In Hawaii lives the family: George McGee, the father, called “foolish” over and over again for his love of the exotic, for building an imaginative but misshapen house, for starting dreams that others have to finish. Grace, the sharp and hardworking mother, who left China for America and had trouble looking others in the eye long before there was a language barrier. And Miranda McGee, the daughter, who constantly refers to herself as a “mutt,” who is surprised at her ability to detach from her upbringing, who earnestly searches for the difference between living and merely existing. These characters find themselves alienated, both within the outer world and their own family, as they seek a universal language that could bring them together.

“That, to me, was our story. There were things hidden and unexplained between us and separately within us that could never be spoken in any language or written in a book.

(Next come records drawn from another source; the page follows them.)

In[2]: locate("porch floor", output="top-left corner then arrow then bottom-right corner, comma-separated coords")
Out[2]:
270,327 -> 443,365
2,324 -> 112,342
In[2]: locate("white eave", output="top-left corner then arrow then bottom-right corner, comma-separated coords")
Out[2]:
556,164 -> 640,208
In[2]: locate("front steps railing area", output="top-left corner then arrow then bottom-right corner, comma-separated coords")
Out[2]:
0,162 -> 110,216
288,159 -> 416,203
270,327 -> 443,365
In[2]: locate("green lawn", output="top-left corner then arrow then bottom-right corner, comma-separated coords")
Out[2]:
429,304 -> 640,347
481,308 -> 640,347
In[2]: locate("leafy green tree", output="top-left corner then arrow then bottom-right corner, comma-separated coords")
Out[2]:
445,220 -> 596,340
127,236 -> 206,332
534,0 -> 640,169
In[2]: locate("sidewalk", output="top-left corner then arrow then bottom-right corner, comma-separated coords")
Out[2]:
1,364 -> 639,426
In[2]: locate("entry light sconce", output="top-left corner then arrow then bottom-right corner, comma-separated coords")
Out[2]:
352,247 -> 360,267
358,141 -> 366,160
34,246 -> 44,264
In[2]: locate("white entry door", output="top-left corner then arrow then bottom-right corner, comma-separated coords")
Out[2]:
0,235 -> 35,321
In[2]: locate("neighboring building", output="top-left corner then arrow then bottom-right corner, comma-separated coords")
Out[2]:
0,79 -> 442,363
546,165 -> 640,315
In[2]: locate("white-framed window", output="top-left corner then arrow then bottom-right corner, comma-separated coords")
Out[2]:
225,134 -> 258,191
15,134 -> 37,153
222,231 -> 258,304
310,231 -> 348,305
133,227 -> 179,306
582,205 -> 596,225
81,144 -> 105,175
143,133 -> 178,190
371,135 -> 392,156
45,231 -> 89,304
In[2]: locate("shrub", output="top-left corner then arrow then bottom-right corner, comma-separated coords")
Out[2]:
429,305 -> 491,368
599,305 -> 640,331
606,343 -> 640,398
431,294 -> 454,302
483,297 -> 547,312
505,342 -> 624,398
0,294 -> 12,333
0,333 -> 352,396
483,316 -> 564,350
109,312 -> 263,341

We always knew they were there, though, no matter how we might fail in delivering to each other what we wanted at the moment.”

– Miranda McGee, Sidewalk Dancing

With both humor and compassion, Moffitt enters and escapes the psyches of each family member. She compels readers to follow them as they move to the ends of the world where they know not a soul and then try to remember how they got there in the first place.

 

Author PhotoABOUT THE AUTHOR

Letitia L. Moffitt was born and raised in Hawaii. She received a doctoral degree in English and Creative Writing from Binghamton University in New York, and she currently teaches creative writing as an associate professor at Eastern Illinois University. Her work—fiction, poetry, and creative nonfiction—has been published in literary journals including PANK, HTMLGiant, Black Warrior Review, Aux Arc Review, Jabberwock Review, Coe Review, The MacGuffin, and Dos Passos Review.

 
 

Sidewalk Dancing by Letitia L. Moffitt / Atticus Books / November 12, 2013 / $14.95 / Fiction Trade Paperback Original / 978-0-9840405-9-9/ 158 pages

“Letitia is a great writer, one of those people you think, ‘Why don’t I know more about her?’ I discovered her work when I started teaching at EIU, and immediately loved the quiet elegance of her fiction … I love how her stories really build and build and draw you further into the worlds she creates.”

ROXANE GAY, author of Ayiti

 

“Moffitt’s power lies in her ability to weave together two generations by telling the stories of first one and then the other and allowing the reader to see the connections between them. Ultimately, these ties unravel, and the generations become separate, the younger finally, painfully, severing itself from the older generation as we watch, as we are unable and unwilling to look away.”